A big part of the recent gains in the stock market comes from the company’s improving financial performance. Notably, Magna reported US$10.5 billion in sales in the third quarter, which reflected a 2% YoY (year-over-year) increase backed by stronger global light vehicle production and its new program launches. More importantly, its adjusted earnings rose nearly 4% from a year ago to US$1.33 per share, helped by stronger operating results and a lower share count from buybacks.
Encouraged by these strong results, Magna recently updated its full-year 2025 outlook with higher expectations for its sales, adjusted net profit, and adjusted EBIT (earnings before interest and taxes) margin.

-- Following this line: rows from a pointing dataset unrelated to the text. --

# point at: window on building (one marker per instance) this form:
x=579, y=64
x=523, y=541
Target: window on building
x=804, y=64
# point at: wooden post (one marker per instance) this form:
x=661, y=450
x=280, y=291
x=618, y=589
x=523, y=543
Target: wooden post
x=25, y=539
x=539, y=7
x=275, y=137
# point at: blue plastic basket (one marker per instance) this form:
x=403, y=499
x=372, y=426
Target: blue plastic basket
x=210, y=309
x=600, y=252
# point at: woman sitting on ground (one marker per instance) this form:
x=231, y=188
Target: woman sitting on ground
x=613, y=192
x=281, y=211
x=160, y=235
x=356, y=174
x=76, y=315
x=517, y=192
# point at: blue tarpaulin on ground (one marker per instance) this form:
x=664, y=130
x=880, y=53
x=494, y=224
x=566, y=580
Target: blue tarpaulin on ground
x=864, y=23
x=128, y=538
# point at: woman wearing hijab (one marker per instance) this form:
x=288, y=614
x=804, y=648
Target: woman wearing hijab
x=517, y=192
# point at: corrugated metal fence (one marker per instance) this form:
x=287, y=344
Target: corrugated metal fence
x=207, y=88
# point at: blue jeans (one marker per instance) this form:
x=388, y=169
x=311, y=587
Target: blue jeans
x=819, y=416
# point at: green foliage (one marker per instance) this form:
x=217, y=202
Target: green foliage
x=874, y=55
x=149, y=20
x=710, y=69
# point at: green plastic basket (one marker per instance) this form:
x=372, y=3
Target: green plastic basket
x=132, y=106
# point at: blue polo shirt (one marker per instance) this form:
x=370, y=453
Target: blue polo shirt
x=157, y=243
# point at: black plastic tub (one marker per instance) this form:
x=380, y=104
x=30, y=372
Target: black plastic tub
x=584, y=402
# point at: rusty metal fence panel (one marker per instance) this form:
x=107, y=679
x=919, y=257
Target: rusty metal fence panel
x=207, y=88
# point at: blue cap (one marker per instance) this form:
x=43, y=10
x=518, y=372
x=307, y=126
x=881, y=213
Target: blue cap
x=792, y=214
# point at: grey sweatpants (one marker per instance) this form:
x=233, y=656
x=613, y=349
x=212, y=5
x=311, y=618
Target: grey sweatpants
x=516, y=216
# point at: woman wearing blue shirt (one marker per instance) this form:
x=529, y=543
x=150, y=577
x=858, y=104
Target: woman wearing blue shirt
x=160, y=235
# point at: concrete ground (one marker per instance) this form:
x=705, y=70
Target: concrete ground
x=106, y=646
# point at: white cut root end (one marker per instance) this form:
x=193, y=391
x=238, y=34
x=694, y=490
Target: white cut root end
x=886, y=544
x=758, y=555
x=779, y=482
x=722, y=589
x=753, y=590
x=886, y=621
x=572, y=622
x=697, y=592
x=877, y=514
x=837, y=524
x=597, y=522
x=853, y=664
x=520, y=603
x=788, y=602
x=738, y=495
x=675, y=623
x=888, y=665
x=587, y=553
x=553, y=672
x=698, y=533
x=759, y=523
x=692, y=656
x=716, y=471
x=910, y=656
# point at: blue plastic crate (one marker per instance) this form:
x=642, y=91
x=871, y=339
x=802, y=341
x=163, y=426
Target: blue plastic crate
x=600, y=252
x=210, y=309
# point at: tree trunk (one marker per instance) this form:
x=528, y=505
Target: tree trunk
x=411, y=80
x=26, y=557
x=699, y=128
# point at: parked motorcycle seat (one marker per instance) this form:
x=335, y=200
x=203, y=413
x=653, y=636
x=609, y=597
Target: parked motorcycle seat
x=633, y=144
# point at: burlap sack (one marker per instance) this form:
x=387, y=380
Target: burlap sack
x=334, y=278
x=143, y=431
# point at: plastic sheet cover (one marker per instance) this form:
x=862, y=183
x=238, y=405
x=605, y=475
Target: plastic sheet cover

With ongoing program launches and continued efficiency gains, MG stock looks like one of the best stocks to buy now.
Loblaw stock
With that in mind, let us now move on to Loblaw Companies (TSX:L) –another great stock that continues to post dependable growth despite economic uncertainties. As Canada’s largest food and pharmacy retailer, it operates more than 2,800 locations nationwide.
After climbing more than 35% over the last year, Loblaw stock currently trades at $61.32 per share with a market cap of about $72.5 billion. It also offers a small but reliable quarterly dividend with a yield close to 0.9%.
In the latest quarter ended in September, the company’s revenue rose 4.6% YoY to $19.4 billion, led by higher food retail traffic, larger baskets, and strong performance in its discount banners like No Frills and Maxi. Loblaw’s drug retail business also contributed well, with pharmacy and health care services witnessing healthy demand.
Better shrink control and improved gross profit levels drove its adjusted quarterly earnings up by 8% YoY to $828 million as the company continued adding new stores and pharmacy clinics.
Interestingly, Loblaw’s long-term initiatives mainly focus on expanding its discount presence, upgrading its digital and e-commerce capabilities, and continuing strategic store openings. Given these strong fundamentals, L remains one of the top Canadian stocks to buy for a mix of stability and long-term growth.